– А потом?
– Да кем я только не был! «МАЗ» большегрузный водил, лесовоз. На нефтепромыслах работал. Геодезистом в геологической партии. Затем опять в тайгу вернулся… Ну, разбогател немного, чего уж скрывать!
– Говорили у нас на районе, будто погиб ты… Да только не верилось мне!
Кивнул Зарубин.
– Это хорошо, что тебе не верилось. Хорошо и то, что другим поверилось. Всего за ящик водки в сельсовете под Тюменью справку о собственной смерти выправил. Да и сделал так аккуратненько, чтобы она в наш город попала. Там же и паспорт себе оформил на чужое имя. Знаешь, Катя, может, и к лучшему, что оно все так произошло. Сидел я в зимовье своем вечерами, один на всю тайгу, книжки умные читал и думал, думал… О жизни нашей.
– Не женился?
– Нет, Катя. Не женился. Не до того было. Да и женщину достойную за все это время что-то не встретил. Ладно, что я все о себе да о себе? У тебя-то что за эти года изменилось?
Опустила голову хозяйка.
– Ну, что мне рассказывать? Живу вот помаленьку, как все. В детском садике воспитательницей работаю. Денег, конечно, в обрез, но хоть сына Сашку пристроила. Весь день на моих глазах.
– От Коли? – Иван в сторону спальни кивнул, куда хозяин татуированный спать отправился.
– Да что ты! Был у меня до него муж. Был, да сплыл… Бросил он меня сразу, как Саша родился. А с Колей я по переписке познакомилась, когда он последний раз в тюрьме сидел. «Заочница» я. Какие он мне письма красивые писал! Мол, шел вечером с любимой девушкой, накинулись на нее хулиганы, я в драке одного случайно и порешил… А как сел, кинула меня моя возлюбленная. Я-то, дура такая, и поверила. Письма-то эти, как выяснилось, и не он вовсе писал. Сидел у них там какой-то интеллигент, за пачку чая любому желающему что угодно строчил – хоть письма, хоть кассации. А знаешь, Ваня, какой он никакой, а с мужиком все одно легче, чем без него. Добрый он, просто жизнь его обозлила. И еще плохо, что пьет Коля безбожно и буен во хмелю. Да и хата эта его.

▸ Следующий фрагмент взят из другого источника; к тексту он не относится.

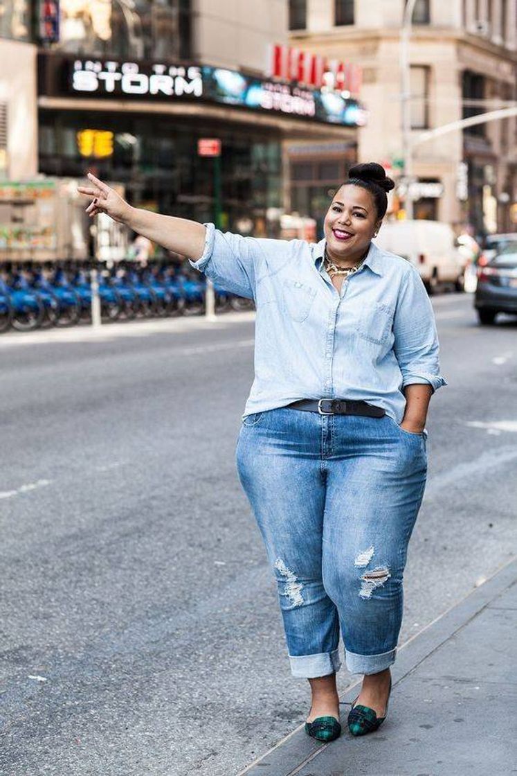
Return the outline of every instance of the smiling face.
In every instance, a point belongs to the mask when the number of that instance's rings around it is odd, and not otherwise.
[[[353,183],[341,186],[323,223],[329,258],[342,263],[358,262],[381,223],[370,192]]]

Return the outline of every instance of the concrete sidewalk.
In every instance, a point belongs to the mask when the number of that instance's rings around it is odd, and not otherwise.
[[[402,646],[388,717],[357,738],[322,744],[298,728],[246,776],[488,776],[517,774],[517,559]]]

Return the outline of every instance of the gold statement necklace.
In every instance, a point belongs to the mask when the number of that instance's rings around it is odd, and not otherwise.
[[[369,250],[370,249],[368,248],[368,251],[367,251],[363,258],[360,259],[357,264],[354,264],[353,267],[340,267],[339,264],[334,264],[333,262],[330,261],[326,248],[324,254],[325,268],[329,275],[343,275],[344,278],[347,278],[349,275],[353,275],[353,272],[357,272],[364,262],[364,259],[368,255]]]

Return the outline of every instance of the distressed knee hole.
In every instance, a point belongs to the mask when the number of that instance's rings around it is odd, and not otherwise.
[[[274,567],[281,577],[285,579],[283,594],[286,596],[293,607],[302,606],[304,603],[302,594],[303,584],[302,582],[298,582],[295,572],[288,568],[281,558],[277,558],[274,562]]]
[[[374,557],[374,552],[375,550],[373,546],[368,547],[367,549],[364,550],[357,555],[353,565],[360,567],[367,566],[371,559]]]
[[[371,571],[365,571],[361,577],[361,589],[359,595],[361,598],[371,598],[372,594],[376,587],[381,587],[391,574],[387,566],[377,566]]]

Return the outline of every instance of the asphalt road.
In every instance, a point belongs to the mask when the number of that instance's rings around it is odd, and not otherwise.
[[[433,303],[449,385],[401,644],[517,532],[517,323],[478,326],[470,295]],[[2,776],[235,776],[304,719],[234,464],[253,329],[0,338]]]

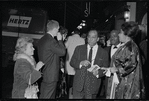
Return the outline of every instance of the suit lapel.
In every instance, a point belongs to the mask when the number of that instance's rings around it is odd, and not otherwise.
[[[87,45],[85,45],[85,49],[82,52],[84,60],[87,60]]]
[[[99,64],[100,60],[101,60],[101,53],[100,53],[100,46],[98,46],[98,49],[97,49],[97,53],[96,53],[96,57],[95,57],[95,61],[94,61],[94,64]]]

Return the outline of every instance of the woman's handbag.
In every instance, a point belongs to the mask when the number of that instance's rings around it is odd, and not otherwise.
[[[25,89],[24,97],[26,99],[38,99],[37,92],[39,92],[38,85],[31,85],[31,74],[29,78],[28,87]]]

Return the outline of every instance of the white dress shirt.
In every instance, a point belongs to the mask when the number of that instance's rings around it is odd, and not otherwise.
[[[89,51],[90,51],[91,47],[90,45],[88,44],[87,45],[87,59],[89,58]],[[97,54],[97,50],[98,50],[98,45],[94,45],[93,48],[92,48],[92,61],[91,61],[91,66],[93,66],[94,64],[94,61],[95,61],[95,58],[96,58],[96,54]]]

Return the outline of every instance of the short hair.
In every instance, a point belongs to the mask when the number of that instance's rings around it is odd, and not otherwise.
[[[130,38],[135,38],[135,36],[138,34],[139,26],[136,22],[130,21],[125,22],[121,25],[121,29],[124,31],[124,35],[127,35]]]
[[[28,43],[33,43],[33,39],[30,37],[20,37],[17,40],[16,46],[15,46],[15,54],[24,53],[26,46]]]
[[[120,33],[120,31],[119,30],[112,30],[111,32],[110,32],[110,35],[112,34],[112,33],[116,33],[117,35]]]
[[[59,23],[56,20],[49,20],[47,23],[47,31],[53,30],[59,27]]]
[[[87,35],[89,35],[89,32],[91,32],[91,31],[97,32],[97,37],[99,37],[99,31],[97,31],[96,29],[91,29],[91,30],[89,30],[88,33],[87,33]]]

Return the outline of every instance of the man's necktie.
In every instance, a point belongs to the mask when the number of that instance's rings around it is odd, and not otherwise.
[[[89,59],[90,63],[92,62],[92,51],[93,51],[92,49],[93,49],[93,47],[91,47],[90,51],[89,51],[89,58],[88,59]]]

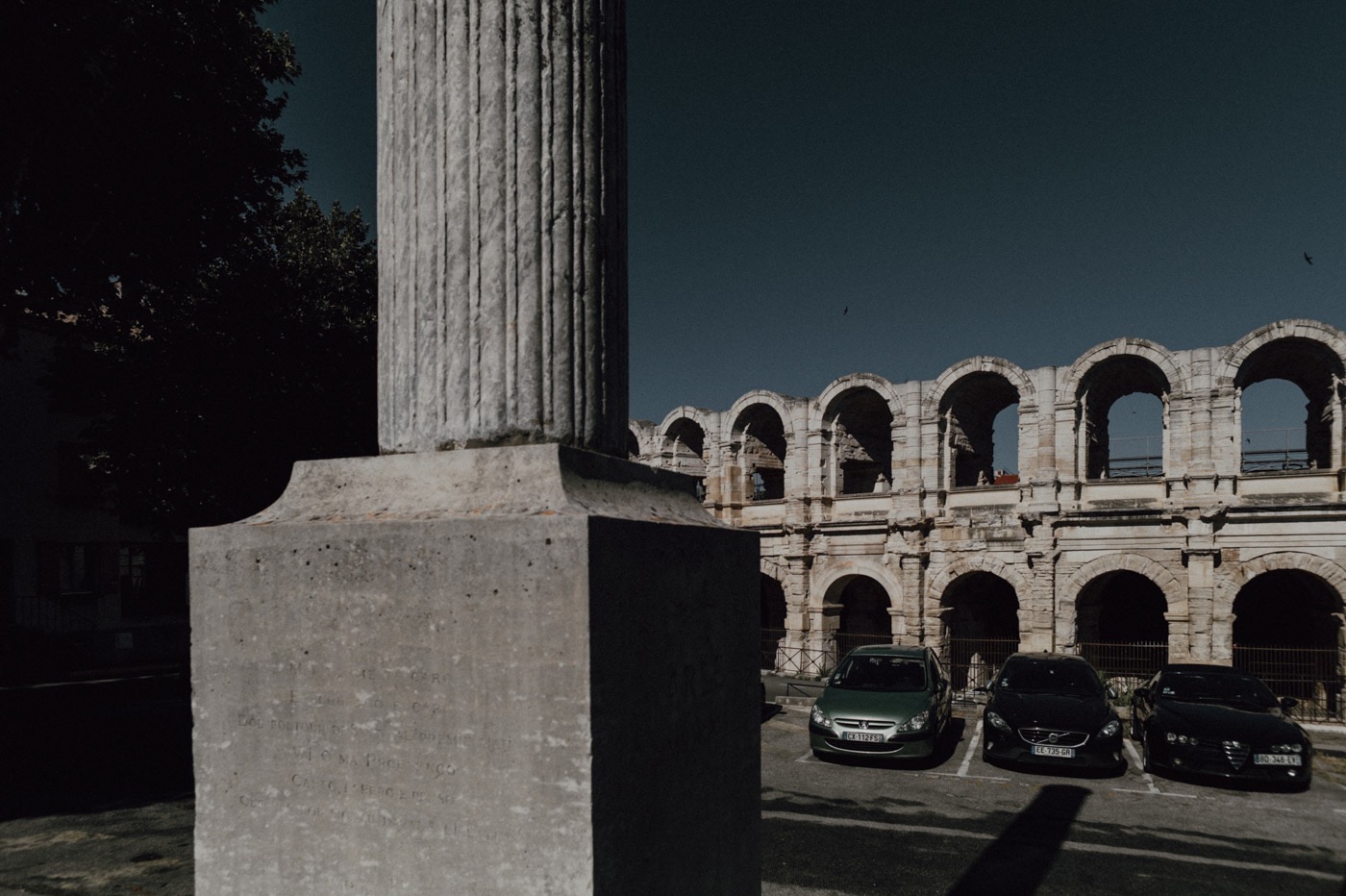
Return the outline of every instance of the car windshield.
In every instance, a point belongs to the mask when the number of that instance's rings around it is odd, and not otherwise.
[[[832,677],[833,687],[851,690],[925,690],[925,663],[910,657],[847,657]]]
[[[1238,674],[1167,673],[1159,697],[1187,704],[1221,704],[1250,709],[1276,706],[1276,696],[1260,679]]]
[[[1014,659],[996,677],[996,689],[1015,694],[1065,694],[1096,697],[1102,693],[1098,675],[1086,663],[1069,659]]]

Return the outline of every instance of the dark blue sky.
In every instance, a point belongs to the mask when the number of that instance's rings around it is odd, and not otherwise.
[[[374,16],[264,19],[304,67],[310,191],[369,218]],[[633,417],[1346,326],[1346,4],[639,0],[627,27]]]

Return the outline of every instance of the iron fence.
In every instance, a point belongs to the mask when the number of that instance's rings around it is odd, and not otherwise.
[[[1300,721],[1346,721],[1338,650],[1234,644],[1234,669],[1257,675],[1277,697],[1298,700],[1289,714]]]
[[[879,634],[865,635],[859,632],[839,631],[836,635],[836,643],[837,643],[837,659],[840,661],[843,657],[849,654],[856,647],[864,647],[865,644],[891,644],[892,634],[888,632],[887,635],[879,635]]]
[[[1244,472],[1311,470],[1304,448],[1304,431],[1253,429],[1244,433]]]
[[[1159,436],[1124,436],[1108,443],[1108,479],[1151,479],[1163,475],[1163,439]]]
[[[973,692],[985,687],[995,678],[1000,663],[1019,650],[1018,638],[950,638],[945,642],[944,661],[948,666],[953,698],[975,702]]]
[[[1088,659],[1104,682],[1117,692],[1113,702],[1129,706],[1131,692],[1168,662],[1168,642],[1079,642],[1075,652]]]
[[[783,628],[762,630],[762,665],[758,669],[775,671],[777,652],[781,650],[782,640],[785,640]]]

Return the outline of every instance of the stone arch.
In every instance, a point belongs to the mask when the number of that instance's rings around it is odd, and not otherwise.
[[[1079,355],[1062,374],[1057,385],[1057,396],[1071,398],[1078,396],[1081,381],[1090,370],[1110,358],[1143,358],[1159,369],[1172,394],[1186,394],[1190,390],[1189,373],[1178,363],[1174,352],[1158,342],[1123,338],[1098,343]]]
[[[1280,569],[1294,569],[1316,576],[1337,592],[1338,600],[1346,596],[1346,569],[1339,564],[1316,554],[1281,550],[1245,560],[1232,573],[1221,576],[1215,588],[1215,615],[1232,616],[1234,599],[1244,589],[1244,585],[1265,572]]]
[[[989,373],[1004,377],[1010,385],[1014,386],[1015,391],[1019,393],[1019,413],[1028,413],[1030,410],[1036,409],[1038,390],[1032,387],[1032,381],[1028,379],[1028,374],[1024,373],[1023,367],[1011,361],[1005,361],[1004,358],[977,355],[976,358],[960,361],[935,377],[934,382],[930,385],[930,391],[926,393],[926,397],[922,401],[922,416],[926,418],[938,416],[949,390],[960,379],[976,373]]]
[[[660,465],[705,476],[716,435],[713,416],[704,408],[684,405],[669,412],[658,428],[656,455],[662,461]]]
[[[977,583],[983,577],[993,578],[999,585],[995,581]],[[985,600],[985,592],[979,595],[975,591],[969,595],[975,609],[962,605],[958,600],[961,583],[969,588],[977,584],[992,584],[999,591],[1008,588],[1015,603],[1012,616],[1001,597],[993,593],[991,600]],[[960,690],[985,685],[1000,663],[1019,650],[1024,632],[1030,631],[1026,607],[1028,581],[1014,566],[995,557],[973,554],[956,560],[930,580],[927,593],[926,612],[934,618],[926,623],[926,644],[945,659],[954,687]],[[966,615],[969,609],[973,609],[972,615]],[[1011,618],[1012,628],[1008,627]],[[969,624],[976,634],[960,634]],[[1003,634],[996,634],[1000,630],[1004,630]]]
[[[724,417],[730,421],[730,464],[736,472],[730,488],[743,500],[785,498],[787,468],[795,463],[791,451],[794,421],[789,405],[774,391],[758,389],[734,402]]]
[[[1018,569],[997,560],[988,554],[972,554],[969,557],[960,557],[944,569],[941,569],[934,578],[930,580],[930,585],[926,589],[929,603],[931,605],[944,604],[944,592],[954,583],[954,580],[975,572],[988,572],[992,576],[997,576],[1010,583],[1015,593],[1019,595],[1020,605],[1023,599],[1028,596],[1028,580],[1019,573]]]
[[[1187,391],[1180,366],[1167,348],[1144,339],[1116,339],[1094,346],[1062,378],[1058,396],[1073,404],[1074,471],[1079,479],[1160,476],[1168,467],[1170,402]],[[1131,394],[1154,396],[1159,404],[1158,440],[1137,441],[1112,456],[1113,405]]]
[[[1022,421],[1035,413],[1034,396],[1023,370],[1000,358],[973,358],[941,374],[926,398],[927,416],[938,421],[941,487],[993,484],[996,461],[1003,457],[995,451],[996,417],[1011,405],[1019,406],[1010,440],[1022,452]]]
[[[1303,447],[1298,437],[1261,444],[1245,435],[1244,391],[1268,379],[1294,383],[1304,396]],[[1241,472],[1335,470],[1346,465],[1342,391],[1346,382],[1346,334],[1316,320],[1279,320],[1229,346],[1215,366],[1217,386],[1233,396]],[[1295,426],[1298,429],[1298,426]]]
[[[905,420],[896,389],[874,374],[851,374],[818,397],[824,491],[859,495],[888,491],[894,431]]]
[[[828,383],[828,387],[824,389],[822,394],[817,398],[817,408],[821,413],[821,420],[818,422],[824,424],[829,420],[829,417],[835,417],[835,405],[837,398],[853,389],[870,389],[880,396],[888,405],[888,413],[892,414],[892,425],[906,425],[907,414],[902,408],[902,396],[898,391],[898,387],[879,374],[871,373],[847,374],[845,377],[837,377]]]
[[[1186,612],[1187,588],[1163,564],[1141,554],[1108,554],[1090,560],[1077,569],[1057,592],[1057,612],[1062,618],[1069,615],[1071,628],[1074,627],[1074,605],[1079,599],[1079,592],[1094,578],[1113,572],[1133,572],[1144,576],[1159,585],[1170,613]]]
[[[1346,702],[1346,570],[1302,553],[1256,557],[1232,577],[1233,666],[1256,674],[1302,717],[1342,717]]]
[[[845,587],[848,578],[865,576],[874,578],[888,592],[890,607],[902,609],[902,583],[892,574],[892,570],[878,557],[852,557],[840,562],[828,562],[818,569],[814,566],[814,581],[809,587],[809,600],[817,605],[833,603],[833,597]]]
[[[1259,327],[1225,348],[1214,370],[1217,383],[1233,385],[1249,357],[1281,339],[1316,342],[1337,355],[1338,361],[1346,359],[1346,332],[1318,320],[1288,318]]]

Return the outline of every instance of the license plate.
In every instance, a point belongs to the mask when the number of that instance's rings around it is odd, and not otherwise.
[[[1032,755],[1034,756],[1057,756],[1058,759],[1074,759],[1075,757],[1075,748],[1074,747],[1053,747],[1050,744],[1034,744],[1032,745]]]
[[[1253,766],[1298,766],[1299,756],[1287,753],[1253,753]]]

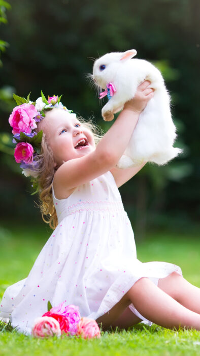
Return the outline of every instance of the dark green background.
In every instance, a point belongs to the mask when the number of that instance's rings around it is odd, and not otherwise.
[[[188,230],[200,213],[199,0],[12,0],[0,39],[10,46],[0,69],[0,125],[14,106],[11,93],[31,99],[63,94],[62,101],[104,130],[101,106],[87,82],[93,62],[106,52],[137,50],[139,58],[161,70],[172,96],[178,128],[176,145],[184,153],[167,166],[147,165],[120,189],[135,230],[142,236],[157,227]],[[4,140],[0,146],[6,151]],[[5,140],[4,140],[5,141]],[[3,148],[2,148],[3,147]],[[13,157],[1,153],[2,220],[41,221],[30,185]]]

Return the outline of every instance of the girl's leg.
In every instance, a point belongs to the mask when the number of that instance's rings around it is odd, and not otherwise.
[[[97,322],[102,322],[106,329],[112,325],[117,326],[116,320],[131,303],[142,315],[158,325],[170,329],[178,329],[180,326],[200,330],[200,315],[181,305],[145,278],[139,280],[120,302],[98,318]],[[135,320],[139,322],[140,319],[138,318]]]
[[[200,314],[200,289],[176,272],[160,278],[158,286],[186,308]]]

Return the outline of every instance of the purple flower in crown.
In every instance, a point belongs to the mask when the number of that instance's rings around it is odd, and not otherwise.
[[[24,133],[26,136],[27,136],[27,137],[33,137],[34,136],[35,136],[35,135],[37,135],[37,133],[36,132],[36,131],[32,131],[32,132],[31,132],[31,133],[29,133],[29,134],[27,133],[26,133],[26,132],[23,132],[23,133]],[[21,139],[21,138],[20,138],[20,133],[19,133],[19,134],[15,134],[13,136],[13,143],[17,143],[17,141],[15,139],[15,138],[16,138],[17,140],[20,140],[20,139]]]
[[[41,121],[43,118],[44,118],[44,116],[43,116],[40,112],[38,112],[38,114],[34,117],[34,119],[36,120],[37,123],[39,123],[40,121]]]
[[[58,99],[57,95],[54,95],[53,97],[50,97],[49,95],[48,97],[48,102],[49,104],[52,104],[52,105],[54,105],[57,103]]]
[[[34,117],[37,114],[38,111],[32,104],[22,104],[14,107],[9,118],[13,134],[31,133],[31,130],[37,128]]]

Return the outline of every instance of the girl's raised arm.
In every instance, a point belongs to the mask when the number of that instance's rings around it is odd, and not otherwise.
[[[54,179],[56,196],[62,199],[77,186],[110,170],[118,162],[130,140],[140,112],[153,96],[153,90],[145,81],[138,87],[134,99],[126,103],[113,125],[92,152],[64,163]]]

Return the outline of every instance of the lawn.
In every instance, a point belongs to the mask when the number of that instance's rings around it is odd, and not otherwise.
[[[50,235],[45,226],[0,228],[0,297],[11,284],[25,277]],[[184,277],[200,287],[200,241],[197,233],[149,233],[137,243],[138,257],[143,262],[162,260],[180,265]],[[1,299],[0,298],[0,299]],[[84,340],[63,337],[48,340],[3,331],[0,355],[198,355],[200,333],[195,330],[173,331],[153,324],[139,324],[128,331],[102,334],[101,339]]]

Я-то свою квартиру внаем сдаю, чтоб с голоду не подохнуть. Вот так и живем…
– Один у тебя ребенок? – Иван неожиданно.
Зарделась Катя.
– Двое. Есть еще сын старший, Кирилл. Подросток еще…
– Тоже с вами живет? – удивился Зарубин.
– Нет… Убежал три года назад. Не хочу, мол, мамка, с тобой в нищете жить и на Колю твоего смотреть не желаю. Беспризорничает где-то. Я и в розыск в милицию подала – куда там!
– А отец-то его где?
Не ответила хозяйка, и понял Иван: зря он вопрос этот задал.
– Ладно. Что у нас в городе за это время произошло?
– Да столько всего произошло, что и не упомнишь, – оживилась Катя.
– А Супрун где?
– Думаешь, он Валеру убил?
– Больше некому, – процедил Иван. – Хомуталин-то карьерой тогда был озабочен, не стал бы. Да и незачем ему было.
– Года четыре назад зарезали Супруна на Климовке. Ножом прямо в сердце. Говорят, будто «черные», которые там живут. Мало ли что говорят… А убийцу-то так и не нашли.
– Жаль, что зарезали… Спросить не с кого. Что еще нового?
– Родители твои померли.
Помрачнел Зарубин.
– Знаю. Был сегодня на кладбище. Завтра проснусь – пойду могилы в порядок приводить.
– А еще пожар у нас был… В субботу. Почти вся Залиния выгорела. Один только дом чудом уцелел – Василия Захаровича.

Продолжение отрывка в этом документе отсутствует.